Tasmanian devils threatened by cancer

For those of us who grew up watching Saturday morning cartoons, Warner Bros.’ character Taz, the omnivorous, whirling, swirling cartoon caricature of a Tasmanian devil, was a delight. Already long on the endangered species list, however, the real Tasmanian devil (Sarcophilus harrisii) now risks extinction because of a strange form of contagious cancer.

A carnivorous marsupial about the size of a small dog, the devil is found only on the island of Tasmania, located off the southeast coast of Australia. The disease, which was first documented in the 1990s, has been killing the animals at an alarming rate. It attacks young devils at 2 to 3 years of age — long before they have an opportunity to reproduce. In areas where the disease has been found, up to 90 percent of the population has been decimated. The devils’ rapid decline has led to aggressive — but so far only marginally effective — efforts to save them.

Devils and Dogs: A Shared Risk

We do not typically think of cancer as being contagious, but dogs, like the devil, suffer from a contagious canine tumor: transmissible venereal tumor, or TVT. The disease has been around for 11,000 years. Devil facial tumor, or DFT — the cancer affecting Tasmanian devils — emerged in 1996 and is believed to have decreased the number of devils in the wild by more than half, with extinction predicted by 2024 unless a cure is found. Devil facial tumor is highly metastatic and always fatal. The dog is more fortunate; its transmissible tumor spontaneously regresses, or disappears, and renders the dog permanently immune to the disease. If a TVT lesion should cause a dog problems, it can be successfully treated with chemotherapy.

When Cells Run Amok

Devil facial tumor arose in an unknown Tasmanian devil many generations ago. Scientists describe the cancer cells in both DFT and TVT as “clonal,” meaning that all the tumor cells are genetically identical, like maternal twins. However, the tumor cells differ vastly from normal cells. Normal Tasmanian devil cells have 13 chromosomes; devil facial tumor cells have 14 chromosomes. A similar situation exists in TVT in dogs. Normal dog cells have 78 chromosomes; TVT cells have 57 to 64 chromosomes.

Devil “Love” Transmits Cancer

To understand how the strange tumor spreads from devil to devil, one must understand a bit about Tasmanian devil behaviors. Male Tasmanian devils aggressively protect their females against other males. Protection requires “jaw wrestling” to drive off the unsuccessful suitors. In protecting his females, a tumor-affected male can spread the tumor to numerous other males. Devils also may nip each other during communal feedings.

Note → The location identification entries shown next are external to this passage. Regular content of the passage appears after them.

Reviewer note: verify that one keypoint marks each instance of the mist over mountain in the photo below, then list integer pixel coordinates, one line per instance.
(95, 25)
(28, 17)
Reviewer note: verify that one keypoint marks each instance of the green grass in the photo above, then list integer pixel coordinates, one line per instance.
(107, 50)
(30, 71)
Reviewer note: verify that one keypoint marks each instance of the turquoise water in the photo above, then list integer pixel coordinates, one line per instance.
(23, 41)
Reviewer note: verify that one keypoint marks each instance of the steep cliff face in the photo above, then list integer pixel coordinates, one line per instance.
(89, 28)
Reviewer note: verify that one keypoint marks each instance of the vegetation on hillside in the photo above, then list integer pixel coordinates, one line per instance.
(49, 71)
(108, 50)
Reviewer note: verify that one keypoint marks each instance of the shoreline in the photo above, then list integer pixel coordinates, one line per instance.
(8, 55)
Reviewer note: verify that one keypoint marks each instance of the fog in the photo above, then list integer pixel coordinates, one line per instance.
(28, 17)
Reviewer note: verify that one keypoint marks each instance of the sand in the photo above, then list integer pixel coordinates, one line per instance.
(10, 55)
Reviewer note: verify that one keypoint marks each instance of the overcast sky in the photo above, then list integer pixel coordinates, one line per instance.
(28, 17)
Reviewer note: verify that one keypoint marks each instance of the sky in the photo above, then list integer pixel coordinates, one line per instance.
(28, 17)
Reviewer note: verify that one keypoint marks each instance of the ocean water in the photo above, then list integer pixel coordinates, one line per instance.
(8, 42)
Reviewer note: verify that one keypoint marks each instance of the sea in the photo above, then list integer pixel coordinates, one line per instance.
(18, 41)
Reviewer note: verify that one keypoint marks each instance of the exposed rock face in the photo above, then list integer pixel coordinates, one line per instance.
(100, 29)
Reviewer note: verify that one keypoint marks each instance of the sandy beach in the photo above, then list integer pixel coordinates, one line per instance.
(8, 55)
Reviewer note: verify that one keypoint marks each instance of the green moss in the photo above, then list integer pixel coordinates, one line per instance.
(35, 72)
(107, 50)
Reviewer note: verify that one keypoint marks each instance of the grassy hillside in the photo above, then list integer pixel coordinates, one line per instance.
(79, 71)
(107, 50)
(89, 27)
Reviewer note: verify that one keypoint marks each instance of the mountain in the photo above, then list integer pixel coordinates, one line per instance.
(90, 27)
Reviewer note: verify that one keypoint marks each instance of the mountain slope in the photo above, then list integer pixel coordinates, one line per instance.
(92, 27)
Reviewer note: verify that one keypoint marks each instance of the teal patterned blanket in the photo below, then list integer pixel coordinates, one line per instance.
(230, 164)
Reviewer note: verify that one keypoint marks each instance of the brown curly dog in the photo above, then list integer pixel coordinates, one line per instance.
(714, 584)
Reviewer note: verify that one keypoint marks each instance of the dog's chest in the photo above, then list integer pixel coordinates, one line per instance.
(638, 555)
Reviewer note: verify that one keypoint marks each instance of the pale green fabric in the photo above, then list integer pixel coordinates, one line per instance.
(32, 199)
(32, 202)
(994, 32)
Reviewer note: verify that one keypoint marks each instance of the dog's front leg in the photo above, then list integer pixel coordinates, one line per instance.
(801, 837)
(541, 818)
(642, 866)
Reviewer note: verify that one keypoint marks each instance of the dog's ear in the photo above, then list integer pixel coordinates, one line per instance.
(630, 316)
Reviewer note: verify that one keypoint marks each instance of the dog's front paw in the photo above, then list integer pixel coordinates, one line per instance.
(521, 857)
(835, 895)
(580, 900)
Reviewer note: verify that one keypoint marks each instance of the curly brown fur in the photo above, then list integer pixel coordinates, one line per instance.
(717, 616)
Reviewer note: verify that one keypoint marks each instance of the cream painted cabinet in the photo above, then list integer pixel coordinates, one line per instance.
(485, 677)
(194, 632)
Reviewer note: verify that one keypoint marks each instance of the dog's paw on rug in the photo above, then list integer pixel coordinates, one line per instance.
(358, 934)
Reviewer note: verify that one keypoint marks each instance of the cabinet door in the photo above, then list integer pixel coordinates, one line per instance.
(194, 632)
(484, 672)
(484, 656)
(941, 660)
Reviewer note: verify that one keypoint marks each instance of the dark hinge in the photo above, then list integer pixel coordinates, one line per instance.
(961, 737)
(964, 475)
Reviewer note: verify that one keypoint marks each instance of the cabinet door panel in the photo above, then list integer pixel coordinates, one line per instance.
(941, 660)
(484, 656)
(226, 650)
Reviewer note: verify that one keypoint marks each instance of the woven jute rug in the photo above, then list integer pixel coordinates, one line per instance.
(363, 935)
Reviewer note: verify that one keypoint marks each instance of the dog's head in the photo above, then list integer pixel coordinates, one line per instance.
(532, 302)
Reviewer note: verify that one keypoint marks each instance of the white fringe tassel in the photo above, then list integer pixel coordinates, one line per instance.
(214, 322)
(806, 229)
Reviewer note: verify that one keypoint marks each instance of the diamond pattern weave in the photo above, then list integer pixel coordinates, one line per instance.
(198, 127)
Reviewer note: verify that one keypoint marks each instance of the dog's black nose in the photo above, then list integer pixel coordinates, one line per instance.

Because the transmission of devil facial tumor occurs through biting, the tumors typically occur in the head and neck region. Autopsies performed on devils who have succumbed to the disease have found that many of the animals died from metastatic cancer that spread to organs throughout their bodies. Devils typically die within a few months of showing visible lesions, as the tumors usually interfere with the animal’s ability to eat and compete for food.

Why the cancer is so contagious is not clear. Some researchers think that, because of their limited genetic diversity, the devils’  immune system cannot recognize and destroy the invading cancer cells. However, the immune systems of devils affected by the tumor appear to work normally, adding to the mystery.

The general conclusion is that somehow the clever cancer cells have found a way to evade the devil’s immune response. In essence, they have become "stealth cells," wreaking unchecked havoc throughout the animals’ bodies.

Treatment Isn’t Promising

Recently, a team of Australian scientists, including veterinary oncologists, investigated the use of a chemotherapy drug successfully used in the treatment of TVT in dogs in Tasmanian devils with facial tumor.

True to their pugnacious nature, the devils tolerated treatment with the drug vincristine at doses much higher than are given to dogs, cats or humans. However, despite their ability to withstand the drug’s toxic effects, no evidence of tumor regression was shown. Hope, for the moment, remains in isolating healthy populations and in the possible future development of an effective vaccine.

Ambassador Tasmanian Devils

We Americans are doing our part to help save the endangered species. Four healthy Tasmanian devils recently swirled into the San Diego Zoo.

Another four have recently taken up residence at the ABQ BioPark Zoo in Albuquerque, N.M.

The devils, who are free of DFT, are part of the Save the Tasmanian Devil Program. They and other captive devils will form the foundation for the reintroduction of devils back into their native habitat should wild devils become extinct because of DFT.

If you happen to be in San Diego or Albuquerque, you can meet the ambassador devils in the zoos’ Australian exhibits. Other top-quality U.S. and international zoos also have been selected as potential “safe sites” for future Tasmanian devil populations. Hopefully, such efforts eventually can help the feisty but endearing “Taz” survive a formidable health challenge.